When Reality Hits
Yesterday I booked time at a studio downtown to do some self portraits and some detail work with my muse, Micah and something happened that I didn’t expect. Before Ryan left in the morning, we had to figure out our schedules for the day and he said “When you are done at your studio, then come pick me up.” And in that one sentence I felt a brief bit of sadness because I knew I wasn’t going to MY studio, but my brain still conjured up images of my studio. But the real impact happened, when I took the same route to get to the other studio (it’s literally 4 blocks away from my old one) and as I passed by my old building, I began to sob.
The reality of me not having a studio, but moreso not having MY studio hit me like a ton of bricks. Like most things, I thought I was fine and just kept busy to ignore it…until I couldn’t ignore it anymore. Driving past my building I had the fleeting thought “I wonder who has my space now and what it looks like” and in that one split second of a thought, the walls came down. I had 4 blocks to compose myself before I showed up to the other studio, but it was really jarring. I didn’t expect to be affected so much - but I guess I DID have the studio for 7 years. That’s pretty impressive for me.
Instead of trying to suck the tears back up or brushing it aside, I honored my feelings. I sat in my car and remembered everything that I had created in those spaces and I took myself on a trip down memory lane before I headed up to the rental studio.
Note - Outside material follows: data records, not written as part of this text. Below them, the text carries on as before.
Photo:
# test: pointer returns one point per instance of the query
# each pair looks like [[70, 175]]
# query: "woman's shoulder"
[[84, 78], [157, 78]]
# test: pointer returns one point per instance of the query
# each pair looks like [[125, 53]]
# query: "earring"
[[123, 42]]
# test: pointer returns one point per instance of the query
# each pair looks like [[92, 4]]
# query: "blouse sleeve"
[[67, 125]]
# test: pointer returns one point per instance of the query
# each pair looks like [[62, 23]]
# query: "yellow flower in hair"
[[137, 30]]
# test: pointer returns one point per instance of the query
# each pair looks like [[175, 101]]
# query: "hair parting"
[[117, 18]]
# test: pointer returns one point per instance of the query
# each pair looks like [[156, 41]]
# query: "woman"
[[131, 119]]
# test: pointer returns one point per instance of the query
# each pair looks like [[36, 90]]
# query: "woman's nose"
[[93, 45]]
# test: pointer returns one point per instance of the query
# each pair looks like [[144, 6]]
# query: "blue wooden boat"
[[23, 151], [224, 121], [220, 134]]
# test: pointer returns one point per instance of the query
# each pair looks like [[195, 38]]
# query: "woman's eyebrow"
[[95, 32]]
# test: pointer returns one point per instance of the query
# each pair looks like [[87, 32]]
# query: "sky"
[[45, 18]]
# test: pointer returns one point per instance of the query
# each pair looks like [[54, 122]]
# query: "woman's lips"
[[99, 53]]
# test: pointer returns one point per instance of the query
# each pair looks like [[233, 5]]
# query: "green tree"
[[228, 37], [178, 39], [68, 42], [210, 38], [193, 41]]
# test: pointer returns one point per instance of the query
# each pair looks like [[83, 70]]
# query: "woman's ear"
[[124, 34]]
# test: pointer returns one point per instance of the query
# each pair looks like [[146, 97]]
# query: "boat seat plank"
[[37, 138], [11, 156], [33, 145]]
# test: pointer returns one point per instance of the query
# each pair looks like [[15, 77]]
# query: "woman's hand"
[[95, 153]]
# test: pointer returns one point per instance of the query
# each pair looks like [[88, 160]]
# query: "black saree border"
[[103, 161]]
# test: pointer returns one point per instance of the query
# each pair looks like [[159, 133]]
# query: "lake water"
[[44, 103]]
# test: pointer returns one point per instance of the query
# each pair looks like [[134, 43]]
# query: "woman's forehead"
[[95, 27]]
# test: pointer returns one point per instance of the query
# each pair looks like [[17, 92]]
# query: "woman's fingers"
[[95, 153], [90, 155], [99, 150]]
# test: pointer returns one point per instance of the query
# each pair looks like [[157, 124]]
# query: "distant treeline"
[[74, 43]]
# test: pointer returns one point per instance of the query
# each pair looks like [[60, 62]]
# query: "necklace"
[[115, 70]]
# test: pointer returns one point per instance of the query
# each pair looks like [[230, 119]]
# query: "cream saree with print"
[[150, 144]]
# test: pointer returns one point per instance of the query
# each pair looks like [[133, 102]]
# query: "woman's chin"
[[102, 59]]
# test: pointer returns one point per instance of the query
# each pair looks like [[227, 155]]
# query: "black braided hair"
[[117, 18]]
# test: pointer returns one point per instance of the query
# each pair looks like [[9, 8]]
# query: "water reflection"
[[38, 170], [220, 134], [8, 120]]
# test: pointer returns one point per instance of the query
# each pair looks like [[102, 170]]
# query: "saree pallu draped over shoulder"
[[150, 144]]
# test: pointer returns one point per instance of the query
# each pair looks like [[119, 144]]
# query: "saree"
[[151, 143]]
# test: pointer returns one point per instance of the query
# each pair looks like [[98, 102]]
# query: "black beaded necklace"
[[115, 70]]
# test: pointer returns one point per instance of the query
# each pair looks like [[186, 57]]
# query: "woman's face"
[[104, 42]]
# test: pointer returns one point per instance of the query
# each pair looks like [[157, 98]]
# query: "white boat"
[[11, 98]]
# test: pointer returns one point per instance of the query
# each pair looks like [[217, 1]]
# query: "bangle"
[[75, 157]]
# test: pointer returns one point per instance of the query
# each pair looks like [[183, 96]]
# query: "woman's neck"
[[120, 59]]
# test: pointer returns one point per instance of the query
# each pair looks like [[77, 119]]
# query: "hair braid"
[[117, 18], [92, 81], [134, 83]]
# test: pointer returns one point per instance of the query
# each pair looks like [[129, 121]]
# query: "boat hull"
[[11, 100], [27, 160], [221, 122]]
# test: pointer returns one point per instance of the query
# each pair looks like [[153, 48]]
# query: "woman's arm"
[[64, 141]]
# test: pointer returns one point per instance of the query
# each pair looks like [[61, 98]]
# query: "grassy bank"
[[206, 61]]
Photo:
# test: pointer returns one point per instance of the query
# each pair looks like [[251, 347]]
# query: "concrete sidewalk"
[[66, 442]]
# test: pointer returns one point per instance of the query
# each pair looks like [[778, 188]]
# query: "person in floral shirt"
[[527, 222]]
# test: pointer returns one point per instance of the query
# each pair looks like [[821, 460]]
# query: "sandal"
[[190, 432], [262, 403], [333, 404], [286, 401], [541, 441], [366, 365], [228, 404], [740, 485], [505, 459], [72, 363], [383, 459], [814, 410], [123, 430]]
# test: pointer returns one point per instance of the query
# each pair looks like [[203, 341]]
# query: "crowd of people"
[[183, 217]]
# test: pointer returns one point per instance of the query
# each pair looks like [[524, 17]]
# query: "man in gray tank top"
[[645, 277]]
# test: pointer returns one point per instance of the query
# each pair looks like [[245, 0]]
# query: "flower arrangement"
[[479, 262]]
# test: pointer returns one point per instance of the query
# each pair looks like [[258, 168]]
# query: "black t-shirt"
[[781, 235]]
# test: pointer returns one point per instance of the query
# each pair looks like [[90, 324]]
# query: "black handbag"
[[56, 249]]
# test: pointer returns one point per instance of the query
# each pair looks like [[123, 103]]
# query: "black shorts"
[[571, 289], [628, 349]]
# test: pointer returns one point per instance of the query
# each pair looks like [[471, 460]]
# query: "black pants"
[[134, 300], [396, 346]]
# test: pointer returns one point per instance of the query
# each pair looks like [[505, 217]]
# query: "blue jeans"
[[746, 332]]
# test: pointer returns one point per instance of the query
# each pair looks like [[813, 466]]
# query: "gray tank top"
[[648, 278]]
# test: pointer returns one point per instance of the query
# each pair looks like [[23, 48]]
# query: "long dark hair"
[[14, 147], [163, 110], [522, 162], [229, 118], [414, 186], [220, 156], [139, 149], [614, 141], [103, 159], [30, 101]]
Thankfully, I had also brought a bodysuit to do some dancing self portraits so I was able to work through my emotions (those images will come in a later post!).
But, the moral of this post is to remind you that sometimes you will be caught off guard by your emotions and while many of us have been taught to “suck it up” or “get on with it”, I think the healthiest thing we can do is honor them when they come, knowing that they won’t stick around forever.